The logic was that with a combination of budget cuts and high interest rates, Brazil's inflation would be kept under check and the economy could slowly emerge out of crisis in a stronger financial position.

Hurting the economy

But austerity doesn't appear to be working any better than the stimulus did.

In a modern factory in Sao Paulo, machines are spinning threads into textiles that are sold to the fashion industry. Electricity does all the hard work here.

Renato Bitter, the owner of Savyon Textiles Industry, tells me his energy bill went up 70% since last year, when the government stopped subsidising prices.

"Of course we had to review our prices to our customers and our profits. But we have to keep selling. We have no other choice", he says.

Image caption Renato Bitter is one of the luckier business owners having found new markets overseas

Savyon is lucky to have a way out. Brazil's currency has fallen sharply in value, and the firm is now exporting with a competitive price abroad, rather than selling domestically.

But other businesses are having to lay off workers and shut down production.

Government tax revenues flowing into Mr Levy's budget coffers are dwindling.
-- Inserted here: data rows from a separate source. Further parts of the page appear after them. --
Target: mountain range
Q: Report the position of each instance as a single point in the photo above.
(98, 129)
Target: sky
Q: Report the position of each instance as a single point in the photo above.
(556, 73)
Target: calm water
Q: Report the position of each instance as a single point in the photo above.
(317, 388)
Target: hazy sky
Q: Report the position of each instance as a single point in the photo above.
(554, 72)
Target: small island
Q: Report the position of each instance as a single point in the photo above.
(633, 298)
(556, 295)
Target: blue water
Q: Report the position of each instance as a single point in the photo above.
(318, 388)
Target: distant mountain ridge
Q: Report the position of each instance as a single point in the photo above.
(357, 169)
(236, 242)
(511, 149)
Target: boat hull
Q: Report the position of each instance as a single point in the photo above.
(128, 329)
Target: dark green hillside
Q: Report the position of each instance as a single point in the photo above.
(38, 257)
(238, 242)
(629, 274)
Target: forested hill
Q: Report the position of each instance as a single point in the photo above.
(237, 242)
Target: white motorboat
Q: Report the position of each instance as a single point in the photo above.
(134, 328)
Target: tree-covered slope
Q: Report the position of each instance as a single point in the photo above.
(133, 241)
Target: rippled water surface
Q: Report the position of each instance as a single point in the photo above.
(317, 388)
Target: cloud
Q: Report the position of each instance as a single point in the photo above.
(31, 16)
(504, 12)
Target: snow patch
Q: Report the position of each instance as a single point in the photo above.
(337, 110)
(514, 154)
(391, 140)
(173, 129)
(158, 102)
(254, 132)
Now the government has abandoned its budget surplus target of 1.2% replacing it with a more modest one of 0.15%.

What next?

So if stimulus did not work and austerity is not going as planned, what are Brazil's options?

Economists are divided.

In the past year, two contrasting manifestos were signed by Brazil's top academics. One asks for a return to stimulus policies; another says austerity should be maintained.

"Austerity has worsened recession, unemployment, inequality and the fiscal situation of developed countries", argues the pro-stimulus manifesto.
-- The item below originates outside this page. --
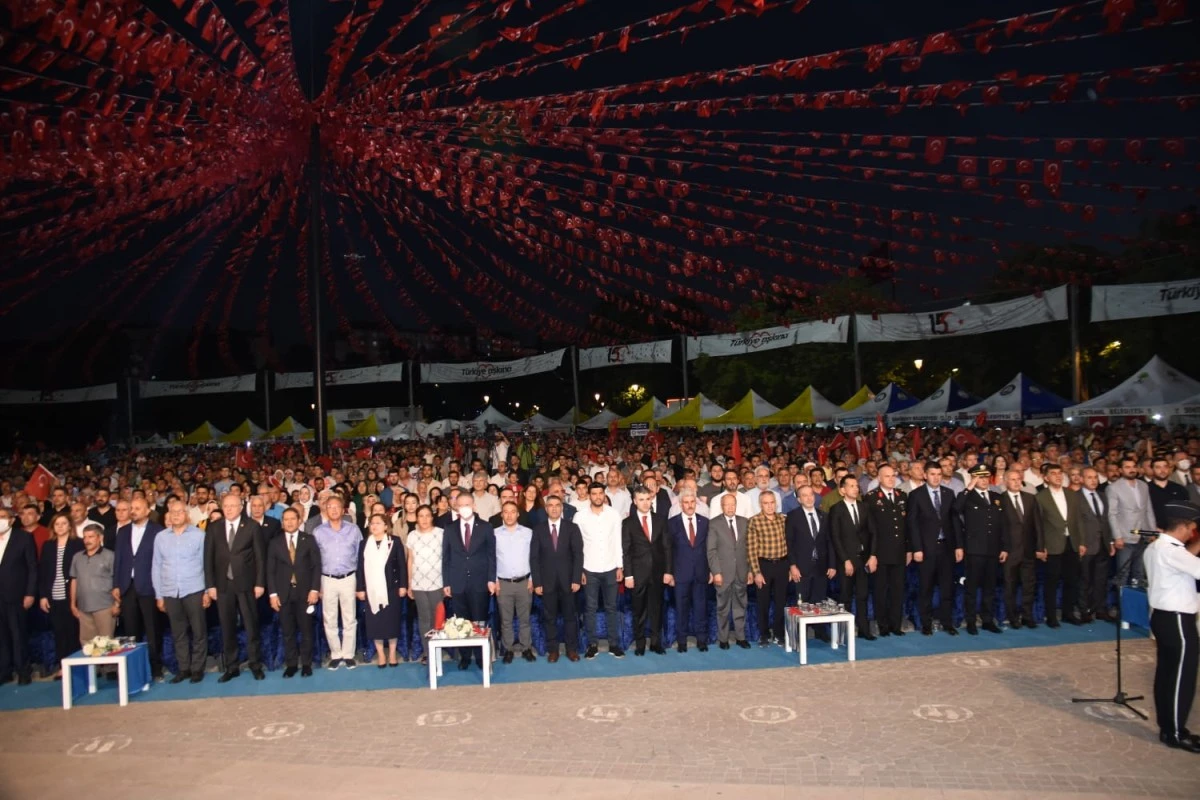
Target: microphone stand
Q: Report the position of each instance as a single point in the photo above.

Image caption Investment in infrastructure like cycle paths has halted

It says that austerity measures should be delayed until the economy starts growing again.

But the president and Mr Levy are keener on the pro-austerity manifesto, that says that if Brazil does lose its investment grade, inflation and unemployment will rise even further, as international borrowing costs will go up.

"Brazil's problem right now is that it does not have much of an option", says Cristiano Romero, a columnist in Brazil's main business newspaper Valor Econômico.

"It does not have enough tax revenues to stimulate growth through spending, nor has it been able to implement its austerity the way it wanted."

President Rousseff might have thought she could cut spending without damaging the economy. But, as one Brazilian saying goes, the cure is now at risk of "killing the patient".

Now with the chill wind blows across the Pacific from China, an economic partner that Brazil has grown to rely on in recent years, things are only likely to get worse before they get better.